Across America on an Emigrant Train
- Author: Jim Murphy
- Language: English
- Subject: Children's non-fiction, US history,
- Published: 1993 (Clarion Books)
- Publication place: USA
- Media type: Print (hardback)
- Pages: 150
- ISBN: 9780395633908
- OCLC: 27066884

= Across America on an Emigrant Train =

1993 book by Jim Murphy

Across America on an Emigrant Train is a 1993 children's history book by Jim Murphy.
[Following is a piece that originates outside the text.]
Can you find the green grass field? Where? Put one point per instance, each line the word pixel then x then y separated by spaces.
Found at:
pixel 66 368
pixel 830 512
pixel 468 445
It is based on Robert Louis Stevenson's 1879 journey from New York City to California.

==Reception==
Booklist, in a review of Across America, wrote "Murphy's style is plain" and concluded "The experience of ordinary people revitalizes the myths of the West." School Library Journal wrote "Murphy has drawn from the writer's (Stevenson) journal to provide a fresh, primary-source account of transcontinental train travel at that time." and "has woven meticulously researched, absorbing accounts of the building of the railroad and its effect on the territory it crossed .. it is a readable and valuable contribution to literature concerning expansion into the American West" Kirkus Reviews called it "A fascinating, imaginatively structured account that brings the experience vividly to life in all its detail: history at its best."

The Cooperative Children's Book Center found it a "fascinating documentary of westward expansion". and Horn Book Guide a "vivid account" and an "inviting volume".